Artaud, Varèse et un certains nombre de créateurs du XX° siècle se sont abreuvés aux sources latino-américaines, sur le terrain comme dans un certain nombre de chef-d’oeuvres de la littérature et de l’art. Comment, sur les lieux même, ne pas être saisi par la puissance de tous ces vestiges ruinés mais encore palpitants lorsqu’au-delà des désastres coloniaux, sourd parfois le breuvage des anciennes cultures où, à la sève d’une nature luxuriante et terrible  se mêle le sang fauve, toujours frais des sacrifices ? Jaillie de la blessure des éléments et de la jeunesse, cette source sulfureuse et amère, garantit cependant pour quelques-uns jouvence et félicité amoureuses.

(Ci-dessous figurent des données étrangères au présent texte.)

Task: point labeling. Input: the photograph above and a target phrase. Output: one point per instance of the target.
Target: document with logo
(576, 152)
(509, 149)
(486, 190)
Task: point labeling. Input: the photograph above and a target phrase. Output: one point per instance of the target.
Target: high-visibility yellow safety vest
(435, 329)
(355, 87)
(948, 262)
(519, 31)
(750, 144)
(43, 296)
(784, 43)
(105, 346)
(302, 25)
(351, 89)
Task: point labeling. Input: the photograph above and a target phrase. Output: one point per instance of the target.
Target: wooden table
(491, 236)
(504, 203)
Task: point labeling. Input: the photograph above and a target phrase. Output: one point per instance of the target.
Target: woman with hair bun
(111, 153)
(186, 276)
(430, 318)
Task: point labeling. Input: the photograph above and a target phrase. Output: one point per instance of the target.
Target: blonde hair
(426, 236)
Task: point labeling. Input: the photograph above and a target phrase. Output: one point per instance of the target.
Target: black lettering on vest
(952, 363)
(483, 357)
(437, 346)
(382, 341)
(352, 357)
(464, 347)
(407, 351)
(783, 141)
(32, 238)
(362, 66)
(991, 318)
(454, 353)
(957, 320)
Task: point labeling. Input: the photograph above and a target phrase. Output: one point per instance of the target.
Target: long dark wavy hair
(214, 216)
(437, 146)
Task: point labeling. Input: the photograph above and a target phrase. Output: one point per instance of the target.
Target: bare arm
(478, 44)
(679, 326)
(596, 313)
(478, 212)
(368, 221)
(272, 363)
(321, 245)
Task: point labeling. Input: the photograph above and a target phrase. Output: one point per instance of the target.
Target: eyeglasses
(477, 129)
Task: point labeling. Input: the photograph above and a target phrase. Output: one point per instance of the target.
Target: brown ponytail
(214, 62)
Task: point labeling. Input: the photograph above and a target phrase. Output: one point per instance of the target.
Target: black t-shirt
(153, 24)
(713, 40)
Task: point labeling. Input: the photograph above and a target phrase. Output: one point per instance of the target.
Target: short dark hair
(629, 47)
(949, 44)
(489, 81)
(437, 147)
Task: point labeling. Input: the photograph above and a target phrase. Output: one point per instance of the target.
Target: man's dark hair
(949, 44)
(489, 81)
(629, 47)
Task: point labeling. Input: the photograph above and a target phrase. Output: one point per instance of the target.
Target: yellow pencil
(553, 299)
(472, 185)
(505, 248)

José Juan Tablada, Salvador Novo, José Emilio Pacheco et d’autres poètes d’aujourd’hui qui y ont goûté toute leur vie, sont entrés dans la généalogie spirituelle du Mexique. On pourra graver leurs noms sur les mystères anonymes des pyramides mayas.

Mais aussi, étonnamment ouverts à d’autres espaces, de l’Extrême-Orient (cf. Li Po y otros poemas de Tablada) ou de l’Europe ( je songe à la collaboration de Novo et Lorca pour Nuevo Amor), tous ces artistes articulent une langue extrêmement singulière. C’est comme si les sonorités de Cummings, Michaux ou Li Bai plongeaient dans les gouffres humides d’ Eluard, de Mandiargues ou Wang Wei pour  recréer un verbe d’avant Babel, le verbe des noces paradisiaques ...

NUEVO AMOR est une ballade musicale, en forme de visite guidée parmi quelques poèmes où s’inscrivent les mystères de l’amour. Chemin faisant, le voyage réactualise des impressions enfouies dans les ruines de l’histoire. La voix - seule - parlée, chantée, parfois même instrumentale - rencontre un partenaire - lui aussi vocal ou instrumental - s’invente alors un nouvel amour. Réalité ou fiction ? On peut répondre, comme Octavio Paz, que "seul est réel le brouillard".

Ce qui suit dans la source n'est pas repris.